Historically, approaches to the design and construction of DW can be traced to two main directions, initiated by the founders of the industry, Ralph Kimball [1] and Bill Inmon [2].
Kimball's approach follows a bottom-up approach to designing a DW architecture, in which data stores are formed first. An ETL tool is then used to retrieve data from multiple sources and load it into a staging area of a relational database. The next step involves loading the data into the DDW, which is denormalized in nature. The process partitions the data into a fact table, which is numerical transactional data, and a dimension table, which is reference information that defines the facts. To integrate the data, this approach involves aligning the dimensions of the data. This ensures that a single data element is defined in the same way for all facts [3].
Inmon proposes the concept of DW development, which is the definition of the subject area and objects with which the enterprise works, such as customers, products, suppliers, etc. It defines DW as "a subject-oriented, integrated, immutable data set that maintains a timeline and is organized for management support purposes." A logical model is created for each primary entity with all attributes associated with that entity. This logical model can include all details, aspects, relationships, dependencies, and connections. The advantage of this top-down approach is that DW acts as a single source of truth for the entire domain, all data is integrated [3].
Bill Inmon and his company have developed a technology known as "textual disambiguation". This technology applies context to the raw text and reformats it into a standard database format. Textual disambiguation is performed by running custom textual ETL/ELT. It can be applied anywhere there is raw text, such as documents, Hadoop, email, etc. The concept of a semantic layer, representing corporate data through common terms, is introduced. The semantic layer displays complex data in defined terms and makes a unified consolidated view of the data of the entire organization [4] [5].
The DW development methodology, which integrates data from different sources by combining DW and ontology technologies, is considered in [6], where each source can have its own local ontology, which refers to the global one, with the possibility of its specialization or expansion.
The combination of DW, OLAP and SW technologies is considered in [7]. SW technologies are applied to data modeling and representation, including semantic annotation and semantically-aware ETL processes.
In [8], an original methodology for building a text data repository and performing OLAP operations on text data after categorizing text documents in a hierarchy of concepts by fixing the contextual similarity between text documents is proposed.
The KB project for IA follows the path proposed by Bill Inmon, which allows you to avoid data redundancy thanks to the normalized form of the entity structure and to simplify the procedures for updating and forming queries using a single logical model.
The goal of the project is to research approaches and methods of creating KB IA based on SM, which is displayed in a relational data model.
The object of research is IA based on knowledge in the sense of the definition given in [9].
The subject of research is KR in IA in the form of SM, as a mathematical model of a conceptual structure consisting of a set of concepts and cognitive connections between them.

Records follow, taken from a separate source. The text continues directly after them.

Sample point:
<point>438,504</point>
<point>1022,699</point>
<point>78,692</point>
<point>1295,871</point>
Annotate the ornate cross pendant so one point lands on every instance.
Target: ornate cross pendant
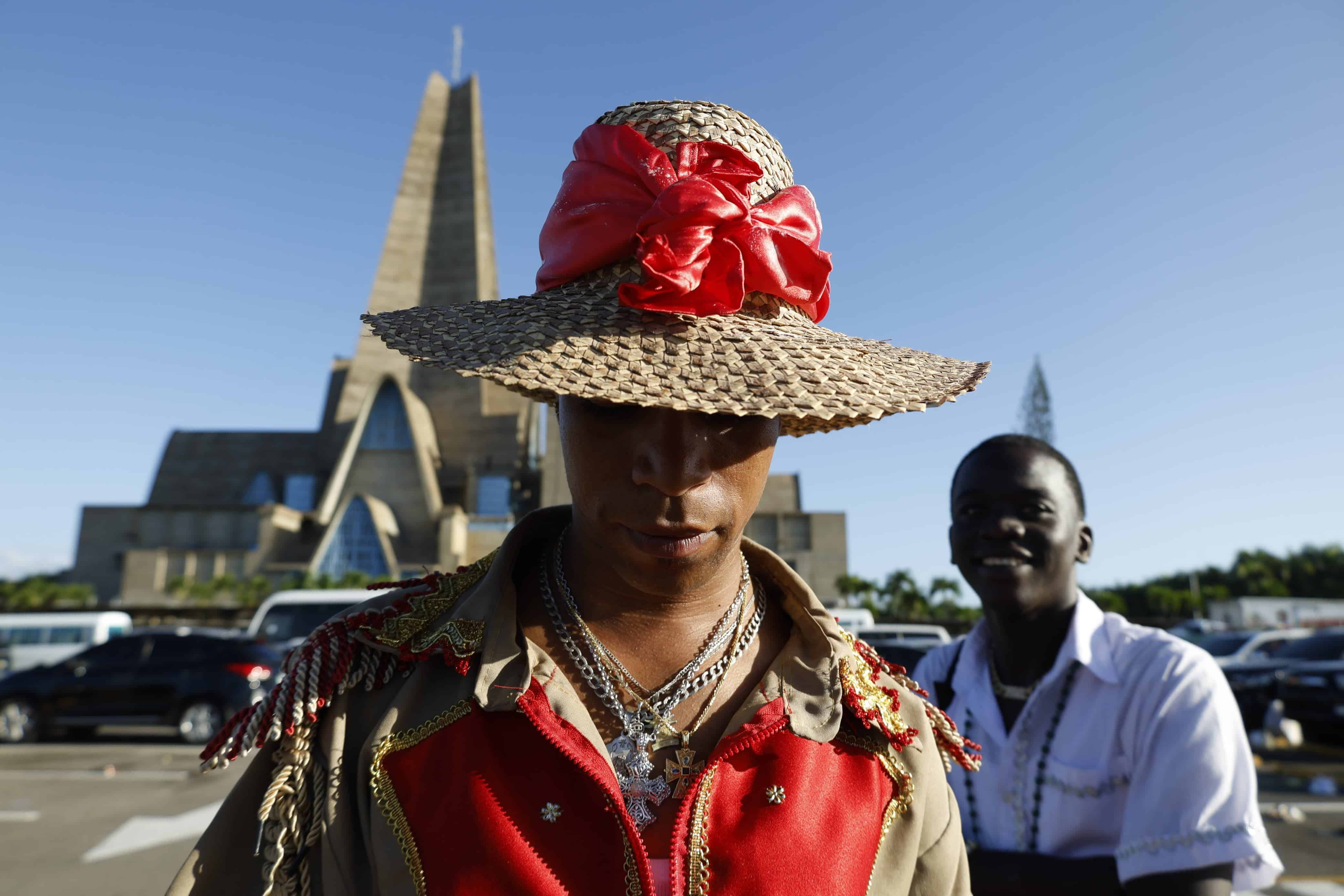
<point>682,772</point>
<point>639,792</point>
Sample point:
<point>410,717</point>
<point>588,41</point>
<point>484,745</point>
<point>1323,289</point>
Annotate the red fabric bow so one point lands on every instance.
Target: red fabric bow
<point>693,227</point>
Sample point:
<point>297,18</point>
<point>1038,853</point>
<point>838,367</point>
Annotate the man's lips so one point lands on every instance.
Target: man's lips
<point>1003,561</point>
<point>668,542</point>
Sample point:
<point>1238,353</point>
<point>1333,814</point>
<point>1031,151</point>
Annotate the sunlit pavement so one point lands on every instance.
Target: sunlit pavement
<point>116,817</point>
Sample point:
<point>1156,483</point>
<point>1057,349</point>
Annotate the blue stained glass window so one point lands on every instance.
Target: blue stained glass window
<point>261,491</point>
<point>386,426</point>
<point>355,547</point>
<point>300,491</point>
<point>492,495</point>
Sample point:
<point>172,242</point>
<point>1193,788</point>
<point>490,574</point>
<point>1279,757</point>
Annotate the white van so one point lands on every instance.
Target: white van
<point>286,618</point>
<point>46,638</point>
<point>853,618</point>
<point>908,633</point>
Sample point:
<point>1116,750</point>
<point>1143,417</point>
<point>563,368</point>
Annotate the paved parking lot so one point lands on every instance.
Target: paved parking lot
<point>118,817</point>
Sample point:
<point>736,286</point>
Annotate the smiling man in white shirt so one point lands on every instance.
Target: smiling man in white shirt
<point>1115,758</point>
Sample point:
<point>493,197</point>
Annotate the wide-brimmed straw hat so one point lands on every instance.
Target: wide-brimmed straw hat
<point>686,279</point>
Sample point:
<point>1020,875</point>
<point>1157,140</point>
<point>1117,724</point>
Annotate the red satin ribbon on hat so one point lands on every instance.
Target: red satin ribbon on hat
<point>693,227</point>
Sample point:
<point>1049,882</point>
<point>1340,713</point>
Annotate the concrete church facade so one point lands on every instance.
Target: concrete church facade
<point>413,468</point>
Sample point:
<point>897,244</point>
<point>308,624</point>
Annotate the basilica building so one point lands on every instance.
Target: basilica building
<point>413,468</point>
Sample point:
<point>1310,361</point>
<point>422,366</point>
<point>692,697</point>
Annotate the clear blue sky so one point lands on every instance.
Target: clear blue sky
<point>1148,195</point>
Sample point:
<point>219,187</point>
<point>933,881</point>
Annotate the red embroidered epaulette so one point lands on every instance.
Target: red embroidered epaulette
<point>877,706</point>
<point>342,655</point>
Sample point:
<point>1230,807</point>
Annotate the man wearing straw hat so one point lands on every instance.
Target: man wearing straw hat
<point>628,696</point>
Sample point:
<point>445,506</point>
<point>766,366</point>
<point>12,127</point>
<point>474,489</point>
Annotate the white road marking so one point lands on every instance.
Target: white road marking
<point>1308,808</point>
<point>147,832</point>
<point>79,774</point>
<point>1312,889</point>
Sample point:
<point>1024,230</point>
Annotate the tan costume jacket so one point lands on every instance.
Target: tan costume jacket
<point>435,750</point>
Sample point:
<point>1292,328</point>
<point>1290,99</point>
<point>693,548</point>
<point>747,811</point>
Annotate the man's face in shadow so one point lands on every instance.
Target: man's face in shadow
<point>665,495</point>
<point>1018,530</point>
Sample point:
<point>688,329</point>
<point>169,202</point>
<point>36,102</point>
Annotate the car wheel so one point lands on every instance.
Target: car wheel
<point>18,722</point>
<point>199,722</point>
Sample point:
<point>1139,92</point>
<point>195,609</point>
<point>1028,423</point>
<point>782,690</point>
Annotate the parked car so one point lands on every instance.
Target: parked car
<point>853,618</point>
<point>1314,695</point>
<point>904,633</point>
<point>177,678</point>
<point>286,618</point>
<point>1197,629</point>
<point>904,655</point>
<point>38,638</point>
<point>1244,647</point>
<point>1255,681</point>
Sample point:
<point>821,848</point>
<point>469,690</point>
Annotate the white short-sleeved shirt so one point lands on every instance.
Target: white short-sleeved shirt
<point>1150,762</point>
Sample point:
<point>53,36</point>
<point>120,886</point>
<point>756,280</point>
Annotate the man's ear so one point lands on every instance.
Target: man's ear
<point>1085,539</point>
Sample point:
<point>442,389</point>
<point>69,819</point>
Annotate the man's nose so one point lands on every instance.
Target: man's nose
<point>674,455</point>
<point>1004,526</point>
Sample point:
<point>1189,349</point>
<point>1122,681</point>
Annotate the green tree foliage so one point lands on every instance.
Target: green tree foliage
<point>901,597</point>
<point>1307,573</point>
<point>45,593</point>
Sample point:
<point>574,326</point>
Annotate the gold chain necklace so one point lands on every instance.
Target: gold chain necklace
<point>1009,692</point>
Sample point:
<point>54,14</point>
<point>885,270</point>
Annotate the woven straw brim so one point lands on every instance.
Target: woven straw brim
<point>769,361</point>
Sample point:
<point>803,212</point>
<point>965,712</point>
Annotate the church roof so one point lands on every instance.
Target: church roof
<point>218,468</point>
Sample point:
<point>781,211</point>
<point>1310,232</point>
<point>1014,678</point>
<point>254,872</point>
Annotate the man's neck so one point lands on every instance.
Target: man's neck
<point>654,633</point>
<point>1025,645</point>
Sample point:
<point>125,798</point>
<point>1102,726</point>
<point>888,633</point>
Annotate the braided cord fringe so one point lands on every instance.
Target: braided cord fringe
<point>952,746</point>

SM is represented by a generalized graph, where concepts and entities correspond to graph nodes, and connections between concepts correspond to arcs [10].
Achieving the project goal consists of the following tasks:
- formulation of the mathematical model of the SM structure;
- creation of a relational data model based on a mathematical model;
- implementation of a relational model for a specific database;
- development of a system of requests to the constructed SM by means of logical programming;
- execution of a test example on the built system.